It's was 1953 when Swanson Foods discovered they had 260 tons of turkey meet left after the Thanksgiving holiday. That year, one of their salespeople, Gerry Thomas, had been served the actual first frozen dinner aboard a flight on Pan Am Airlines. That dinner was the invention of William Maxsom, a farmer who had discovered how long foods could be kept frozen when he began freezing crops he overproduced in the 1940s. Maxson discovered they retained most of their flavor when unthawed - even a full year later. Maxsom called his first efforts "Strato-Meals" and sold Pan Am on the process.
When Gerry sampled one of the Straoto-Meals on that flight, he went back to the Swanson brothers with a solution for all that frozen turkey.
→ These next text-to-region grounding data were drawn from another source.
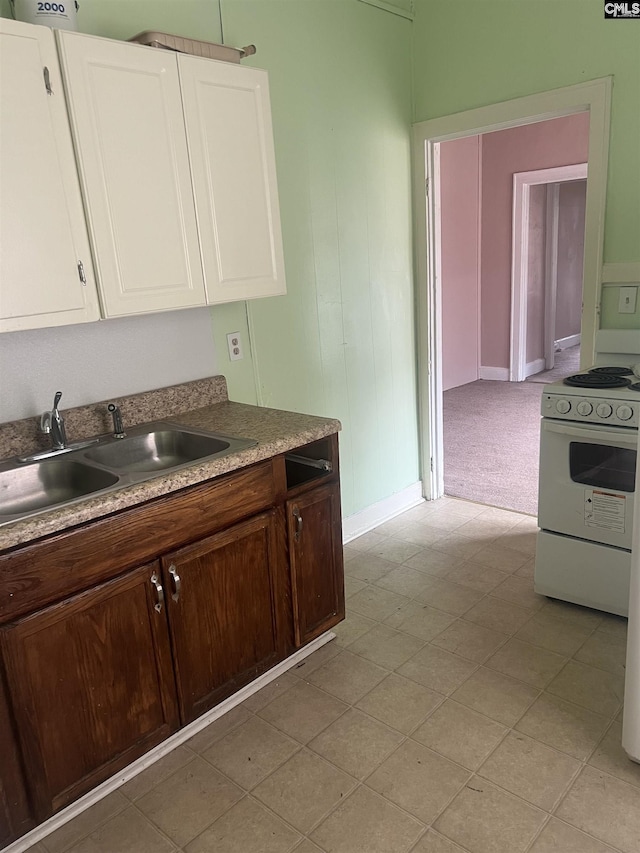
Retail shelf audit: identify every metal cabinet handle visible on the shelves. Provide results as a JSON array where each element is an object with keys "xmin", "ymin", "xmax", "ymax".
[
  {"xmin": 293, "ymin": 507, "xmax": 303, "ymax": 541},
  {"xmin": 168, "ymin": 563, "xmax": 181, "ymax": 603},
  {"xmin": 150, "ymin": 572, "xmax": 164, "ymax": 612},
  {"xmin": 43, "ymin": 66, "xmax": 53, "ymax": 95}
]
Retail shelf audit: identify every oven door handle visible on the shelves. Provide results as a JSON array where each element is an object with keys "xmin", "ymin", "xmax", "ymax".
[{"xmin": 543, "ymin": 420, "xmax": 639, "ymax": 446}]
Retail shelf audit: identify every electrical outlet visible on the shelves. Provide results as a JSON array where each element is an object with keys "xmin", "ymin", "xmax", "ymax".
[
  {"xmin": 618, "ymin": 286, "xmax": 638, "ymax": 314},
  {"xmin": 226, "ymin": 332, "xmax": 244, "ymax": 361}
]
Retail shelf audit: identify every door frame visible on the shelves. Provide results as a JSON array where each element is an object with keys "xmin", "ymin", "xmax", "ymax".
[
  {"xmin": 412, "ymin": 77, "xmax": 611, "ymax": 500},
  {"xmin": 510, "ymin": 163, "xmax": 588, "ymax": 381}
]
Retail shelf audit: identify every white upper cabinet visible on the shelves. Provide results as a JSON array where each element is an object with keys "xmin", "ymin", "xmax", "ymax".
[
  {"xmin": 56, "ymin": 31, "xmax": 207, "ymax": 317},
  {"xmin": 0, "ymin": 25, "xmax": 286, "ymax": 330},
  {"xmin": 178, "ymin": 55, "xmax": 286, "ymax": 303},
  {"xmin": 0, "ymin": 19, "xmax": 100, "ymax": 333}
]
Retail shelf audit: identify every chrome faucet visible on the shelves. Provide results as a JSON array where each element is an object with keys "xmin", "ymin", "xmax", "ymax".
[
  {"xmin": 18, "ymin": 390, "xmax": 100, "ymax": 463},
  {"xmin": 107, "ymin": 403, "xmax": 126, "ymax": 439},
  {"xmin": 41, "ymin": 391, "xmax": 67, "ymax": 451}
]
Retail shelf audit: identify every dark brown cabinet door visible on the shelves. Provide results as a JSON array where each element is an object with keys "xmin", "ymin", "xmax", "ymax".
[
  {"xmin": 287, "ymin": 483, "xmax": 345, "ymax": 646},
  {"xmin": 162, "ymin": 510, "xmax": 287, "ymax": 723},
  {"xmin": 0, "ymin": 563, "xmax": 179, "ymax": 821},
  {"xmin": 0, "ymin": 668, "xmax": 33, "ymax": 846}
]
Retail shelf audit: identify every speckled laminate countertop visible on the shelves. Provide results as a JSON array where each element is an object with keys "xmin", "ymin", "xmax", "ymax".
[{"xmin": 0, "ymin": 379, "xmax": 341, "ymax": 551}]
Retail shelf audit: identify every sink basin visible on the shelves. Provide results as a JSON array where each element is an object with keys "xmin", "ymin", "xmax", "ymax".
[
  {"xmin": 0, "ymin": 422, "xmax": 257, "ymax": 527},
  {"xmin": 84, "ymin": 428, "xmax": 238, "ymax": 473},
  {"xmin": 0, "ymin": 459, "xmax": 119, "ymax": 520}
]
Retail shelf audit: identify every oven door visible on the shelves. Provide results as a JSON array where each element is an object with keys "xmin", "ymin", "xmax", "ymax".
[{"xmin": 538, "ymin": 418, "xmax": 637, "ymax": 549}]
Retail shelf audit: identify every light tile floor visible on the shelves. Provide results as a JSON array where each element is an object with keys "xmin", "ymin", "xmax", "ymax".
[{"xmin": 30, "ymin": 497, "xmax": 640, "ymax": 853}]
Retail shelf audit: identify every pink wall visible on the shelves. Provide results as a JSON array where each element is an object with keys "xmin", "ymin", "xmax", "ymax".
[
  {"xmin": 556, "ymin": 180, "xmax": 587, "ymax": 341},
  {"xmin": 440, "ymin": 135, "xmax": 480, "ymax": 391},
  {"xmin": 480, "ymin": 112, "xmax": 590, "ymax": 369}
]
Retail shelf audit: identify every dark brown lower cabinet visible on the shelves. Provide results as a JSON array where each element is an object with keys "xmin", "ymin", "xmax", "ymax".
[
  {"xmin": 0, "ymin": 437, "xmax": 345, "ymax": 845},
  {"xmin": 0, "ymin": 563, "xmax": 179, "ymax": 821},
  {"xmin": 287, "ymin": 482, "xmax": 345, "ymax": 646},
  {"xmin": 0, "ymin": 516, "xmax": 289, "ymax": 825},
  {"xmin": 161, "ymin": 510, "xmax": 288, "ymax": 723}
]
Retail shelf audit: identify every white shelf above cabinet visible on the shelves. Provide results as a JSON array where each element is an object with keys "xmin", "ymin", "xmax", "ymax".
[{"xmin": 0, "ymin": 19, "xmax": 100, "ymax": 333}]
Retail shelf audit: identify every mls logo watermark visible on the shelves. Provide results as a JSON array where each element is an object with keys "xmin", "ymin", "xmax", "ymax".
[{"xmin": 604, "ymin": 2, "xmax": 640, "ymax": 17}]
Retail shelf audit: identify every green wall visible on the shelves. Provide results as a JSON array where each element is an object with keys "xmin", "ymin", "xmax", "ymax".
[
  {"xmin": 216, "ymin": 0, "xmax": 419, "ymax": 516},
  {"xmin": 412, "ymin": 0, "xmax": 640, "ymax": 332}
]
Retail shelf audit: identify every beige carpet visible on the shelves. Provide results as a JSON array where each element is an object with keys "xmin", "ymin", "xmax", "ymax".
[
  {"xmin": 525, "ymin": 344, "xmax": 581, "ymax": 384},
  {"xmin": 443, "ymin": 380, "xmax": 542, "ymax": 516},
  {"xmin": 443, "ymin": 348, "xmax": 581, "ymax": 515}
]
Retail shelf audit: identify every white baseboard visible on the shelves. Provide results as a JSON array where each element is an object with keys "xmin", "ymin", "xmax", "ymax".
[
  {"xmin": 4, "ymin": 632, "xmax": 336, "ymax": 853},
  {"xmin": 478, "ymin": 366, "xmax": 509, "ymax": 381},
  {"xmin": 343, "ymin": 481, "xmax": 424, "ymax": 543},
  {"xmin": 525, "ymin": 357, "xmax": 546, "ymax": 377},
  {"xmin": 555, "ymin": 334, "xmax": 580, "ymax": 350}
]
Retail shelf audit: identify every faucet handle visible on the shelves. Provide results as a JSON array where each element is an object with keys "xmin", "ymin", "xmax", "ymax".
[
  {"xmin": 107, "ymin": 403, "xmax": 126, "ymax": 438},
  {"xmin": 53, "ymin": 390, "xmax": 62, "ymax": 411}
]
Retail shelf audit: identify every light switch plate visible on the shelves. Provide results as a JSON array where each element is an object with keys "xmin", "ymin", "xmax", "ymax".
[
  {"xmin": 618, "ymin": 286, "xmax": 638, "ymax": 314},
  {"xmin": 226, "ymin": 332, "xmax": 243, "ymax": 361}
]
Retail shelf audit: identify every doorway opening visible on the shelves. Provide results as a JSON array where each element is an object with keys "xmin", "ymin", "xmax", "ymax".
[
  {"xmin": 413, "ymin": 78, "xmax": 612, "ymax": 512},
  {"xmin": 511, "ymin": 164, "xmax": 588, "ymax": 384},
  {"xmin": 438, "ymin": 124, "xmax": 589, "ymax": 515}
]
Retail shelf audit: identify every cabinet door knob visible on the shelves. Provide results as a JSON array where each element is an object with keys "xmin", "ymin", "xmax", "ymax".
[
  {"xmin": 150, "ymin": 572, "xmax": 165, "ymax": 612},
  {"xmin": 293, "ymin": 507, "xmax": 303, "ymax": 541},
  {"xmin": 168, "ymin": 563, "xmax": 182, "ymax": 603}
]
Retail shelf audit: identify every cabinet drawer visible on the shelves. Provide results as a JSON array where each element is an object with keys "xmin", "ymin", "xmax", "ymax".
[{"xmin": 0, "ymin": 460, "xmax": 276, "ymax": 621}]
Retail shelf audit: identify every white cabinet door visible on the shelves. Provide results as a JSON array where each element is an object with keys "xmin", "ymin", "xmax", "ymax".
[
  {"xmin": 56, "ymin": 32, "xmax": 206, "ymax": 317},
  {"xmin": 178, "ymin": 56, "xmax": 286, "ymax": 303},
  {"xmin": 0, "ymin": 20, "xmax": 99, "ymax": 333}
]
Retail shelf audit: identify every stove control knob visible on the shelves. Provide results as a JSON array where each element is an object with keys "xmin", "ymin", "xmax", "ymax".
[
  {"xmin": 577, "ymin": 401, "xmax": 593, "ymax": 416},
  {"xmin": 616, "ymin": 405, "xmax": 633, "ymax": 421},
  {"xmin": 556, "ymin": 399, "xmax": 571, "ymax": 414},
  {"xmin": 596, "ymin": 403, "xmax": 613, "ymax": 419}
]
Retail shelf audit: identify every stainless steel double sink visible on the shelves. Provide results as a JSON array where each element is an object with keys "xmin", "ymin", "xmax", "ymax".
[{"xmin": 0, "ymin": 423, "xmax": 257, "ymax": 527}]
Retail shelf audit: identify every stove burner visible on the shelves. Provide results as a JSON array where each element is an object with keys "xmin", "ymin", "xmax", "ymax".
[
  {"xmin": 629, "ymin": 383, "xmax": 640, "ymax": 392},
  {"xmin": 563, "ymin": 373, "xmax": 632, "ymax": 389},
  {"xmin": 589, "ymin": 366, "xmax": 634, "ymax": 376}
]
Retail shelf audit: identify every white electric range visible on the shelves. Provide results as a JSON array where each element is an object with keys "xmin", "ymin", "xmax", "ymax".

While Thomas onbviously didn't invent the concept, he did propose one key element which quickly catapaulted Swanson into the forefront of the frozen food frontier. He proposed naming the meals "TV Dinners."
It was marketing genius! Television was rapidly taking over in homes across the American 1950s. The idea of a quick, easy-to-fix dinner that families could eat while remaining glued to the tube was an instant hit. The fact that most of these meals were about as tasty as chewing cardboard didn't matter. A major shift in American cuisine had taken place, just as significant as the McDonald brothers hamburger stand would be a few years later.
And if you are a Baby Boomer, you were there when it happened!